In the United States, where more than 20 million surgeries occur annually, current methods for assessing risks before surgery, especially predicting outcomes such as mortality, prove to be ineffective.
Despite ongoing advancements in guidelines and tools, such as biomarkers and other data, accurately predicting postoperative risks remains difficult. This underscores the need for simpler methods to assess risks before surgery, aiming to identify high-risk patients earlier and improve predictions for a diverse group undergoing surgery.
Deep-learning analyses offer a new opportunity to identify hidden risk markers and understand complex relationships using available clinical resources for risk prediction.
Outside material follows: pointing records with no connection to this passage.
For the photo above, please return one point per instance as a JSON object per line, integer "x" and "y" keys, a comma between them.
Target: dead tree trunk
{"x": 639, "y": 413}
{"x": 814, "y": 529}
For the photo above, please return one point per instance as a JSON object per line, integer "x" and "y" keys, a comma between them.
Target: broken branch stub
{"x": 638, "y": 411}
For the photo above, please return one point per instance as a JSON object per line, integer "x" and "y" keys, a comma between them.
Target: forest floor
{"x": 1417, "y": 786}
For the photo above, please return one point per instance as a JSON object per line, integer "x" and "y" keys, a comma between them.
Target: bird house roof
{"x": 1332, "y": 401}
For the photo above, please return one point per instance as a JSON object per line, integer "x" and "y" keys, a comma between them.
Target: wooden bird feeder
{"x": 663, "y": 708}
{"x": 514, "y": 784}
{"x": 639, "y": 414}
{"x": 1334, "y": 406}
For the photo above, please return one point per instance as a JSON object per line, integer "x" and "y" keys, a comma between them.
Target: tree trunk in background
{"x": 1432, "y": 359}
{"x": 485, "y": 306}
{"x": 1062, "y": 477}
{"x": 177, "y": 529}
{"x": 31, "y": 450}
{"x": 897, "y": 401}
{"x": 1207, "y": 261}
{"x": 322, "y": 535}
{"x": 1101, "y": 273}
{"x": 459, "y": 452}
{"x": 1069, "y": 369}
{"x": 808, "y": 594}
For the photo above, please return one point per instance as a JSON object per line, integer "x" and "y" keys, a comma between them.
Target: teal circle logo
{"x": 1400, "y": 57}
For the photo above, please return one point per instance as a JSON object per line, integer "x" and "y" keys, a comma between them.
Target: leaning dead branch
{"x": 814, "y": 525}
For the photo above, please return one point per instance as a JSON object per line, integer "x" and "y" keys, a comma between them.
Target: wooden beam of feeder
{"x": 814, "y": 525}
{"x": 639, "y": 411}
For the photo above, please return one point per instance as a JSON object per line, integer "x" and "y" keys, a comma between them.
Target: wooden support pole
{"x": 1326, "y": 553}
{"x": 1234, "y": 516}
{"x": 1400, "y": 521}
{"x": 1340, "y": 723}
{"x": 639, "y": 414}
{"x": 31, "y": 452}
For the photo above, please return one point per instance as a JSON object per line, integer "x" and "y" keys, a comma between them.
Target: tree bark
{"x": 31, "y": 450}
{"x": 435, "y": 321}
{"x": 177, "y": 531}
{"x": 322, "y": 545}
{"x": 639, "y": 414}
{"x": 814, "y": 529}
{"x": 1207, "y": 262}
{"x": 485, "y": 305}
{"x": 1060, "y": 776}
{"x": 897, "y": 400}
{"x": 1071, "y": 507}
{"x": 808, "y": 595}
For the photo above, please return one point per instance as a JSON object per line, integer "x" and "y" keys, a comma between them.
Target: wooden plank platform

One valuable resource is the 12-lead electrocardiogram (ECG), a cost-effective, non-invasive diagnostic test routinely done in preoperative settings.
Prior research has shown that using deep-learning algorithms on ECG waveforms can reveal clinical traits and outcomes not identified by standard ECG measures or expert human interpretations.
The idea is that using deep-learning algorithms on a single preoperative ECG can effectively differentiate postoperative mortality outcomes and outperform established clinical preoperative assessment methods.
The Lancet Digital Health recently published a groundbreaking study by Cedars-Sinai Medical Center researchers, introducing a powerful deep-learning algorithm. This algorithm enhances postoperative mortality prediction by analyzing preoperative electrocardiograms (ECGs).
To test this concept, researchers conducted a comprehensive study using an artificial intelligence (AI) algorithm trained on perioperative ECGs. They evaluated the performance of the resulting model on cohorts from three independent health-care systems.
Methods and results
The study involved 45,969 patients undergoing medical procedures who needed a full ECG within 30 days before the procedure.
Trained on Cedars-Sinai Medical Center data, the algorithm showed impressive discriminatory capabilities. It achieved an AUC of 0.83 in the internal test cohort, outperforming the RCRI score’s AUC of 0.67.
Researchers divided patients into training, internal validation, and final algorithm test cohorts using a diverse dataset that included 59,975 inpatient procedures and 112,794 ECGs.
They also tested the algorithm’s performance in two external hospital cohorts, showcasing its consistent and robust predictive power.
Key findings show the algorithm’s superiority over the RCRI score in predicting postoperative mortality. High-risk patients identified by the algorithm had a significantly higher unadjusted odds ratio (8.83) for postoperative mortality compared to those with RCRI scores over 2 (2.08).
The algorithm proved effective across various medical procedures, including cardiac surgeries (AUC 0.85), non-cardiac surgeries (AUC 0.83), and catheterization or endoscopy suite procedures (AUC 0.76).
Conclusions
This deep-learning algorithm is a breakthrough in improving postoperative mortality risk stratification. Its ability to interpret preoperative ECGs could revolutionize medical procedure decision-making. Researchers validated the algorithm’s robustness in three healthcare systems, emphasizing its broad applicability.
The National Heart, Lung, and Blood Institute funded the study, indicating a significant stride towards AI-based, precise, and personalized patient care in perioperative settings.